4. Balance: The Gateway to a More Mindful Bedtime
Children are tasked with so much to do these days including academia, extracurricular, and constant connectivity from iPads and other devices from increasingly younger ages. To learn the balancing act of life so that family, self-care, community, healthy sleep, and other priorities also honored, we must teach children balance.
Doing a tree pose (see below) can teach them literal balance, strengthening their vestibular system as they wiggle standing on one foot. It helps them get a better sense of their bodies in space, improving their proprioception.
Learning to live in a balanced way takes discipline and dedication. If we want our children to learn to be more balanced around bedtime, they need to unplug from their devices and get their bodies and minds in a state ready to relax. Let’s help our children become more balanced by ritualizing bedtime. Make it a special family affair to do gentle yoga poses, mindfulness activities, short stories, coloring, and intentional connection and relaxation. Pre-order My Yoga Workbook: Mindful Bedtime Habits (as seen on ABC and FOX) to get all the tools your family needs to help your children learn to be balanced at bedtime.
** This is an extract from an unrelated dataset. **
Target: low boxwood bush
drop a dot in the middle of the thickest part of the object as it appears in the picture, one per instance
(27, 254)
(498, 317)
As you teach them how to relax, you will end up benefiting too. Not only will better bedtime habits result in kids feeling more rested for school, it also stabilizes their moods. YOU TOO will feel the effects of spending your time mindfully and intentionally. Through these lifelong healthy habits, you can all learn to live a more balanced way.
5. Learning How to Bend, Not Break
Yoga poses such as rainbow pose depicted here with tree pose, help our bodies bend, strengthen, and become more flexible. These are very important to our emotional and physical well-being.
Being too rigid leaves us prone to total breakdowns. For example, sometimes we’re very stubborn or insist things are certain way. Then, when (not if) life gives us something completely different, the mental flexibility to roll with the punches isn’t in place to support us.
Physical flexibility works the same way. If you fall down and your hamstrings are really tight, you might injure your back. But, if you have flexible muscles, you’re more likely to get back up again after a fall.